Her brief scene establishes one of the play’s central themes: the catastrophic distance between imagined value and actual worth. Hector, in the council scene, had argued plainly that Helen is “not worth what she doth cost / The holding”—that thousands of soldiers have died defending a woman whom even the Trojans regard as not worth the price. Yet when she appears, she is neither monstrous nor extraordinary, just a woman enjoying music and wit. This collision between myth and reality defines her role. She is not a character with interiority or agency; she is a mirror held up to the men around her, reflecting back their obsessions and projections. Pandarus praises her extravagantly, Paris adores her, Menelaus pursues her, yet she herself remains oddly detached, almost bemused by all the fuss. Her famous line—responding to talk of love—is “Let thy song be love: this love will undo us all”—which reads less as passionate declaration and more as weary observation.
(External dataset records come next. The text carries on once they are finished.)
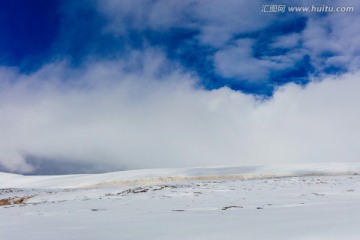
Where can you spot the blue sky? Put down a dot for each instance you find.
(139, 59)
(198, 36)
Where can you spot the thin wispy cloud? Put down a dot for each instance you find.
(138, 84)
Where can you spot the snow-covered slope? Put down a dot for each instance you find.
(201, 203)
(151, 176)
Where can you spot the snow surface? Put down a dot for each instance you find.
(297, 202)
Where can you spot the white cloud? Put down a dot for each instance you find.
(113, 118)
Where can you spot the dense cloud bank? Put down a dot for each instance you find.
(106, 118)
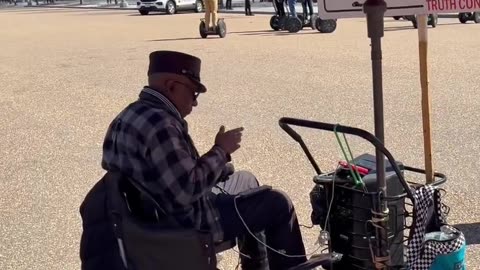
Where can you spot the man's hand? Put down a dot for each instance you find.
(230, 140)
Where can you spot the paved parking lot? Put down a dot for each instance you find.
(66, 72)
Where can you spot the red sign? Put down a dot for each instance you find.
(446, 6)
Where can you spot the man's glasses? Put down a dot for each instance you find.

The play uses Helen to interrogate what happens when something becomes a symbol rather than a person. She is no longer Menelaus’ wife or Paris’ lover; she is a cause, a justification for war, an abstraction around which men organize their violence. By making her appearance so ordinary, Shakespeare forces us to confront the arbitrariness of value itself. What makes Helen worth a thousand ships and the deaths of countless soldiers? Not anything she has done or said, but only that men have decided she is worth fighting for. In this economy of desire and war, Helen is both the most valuable object and, paradoxically, the least consequential character.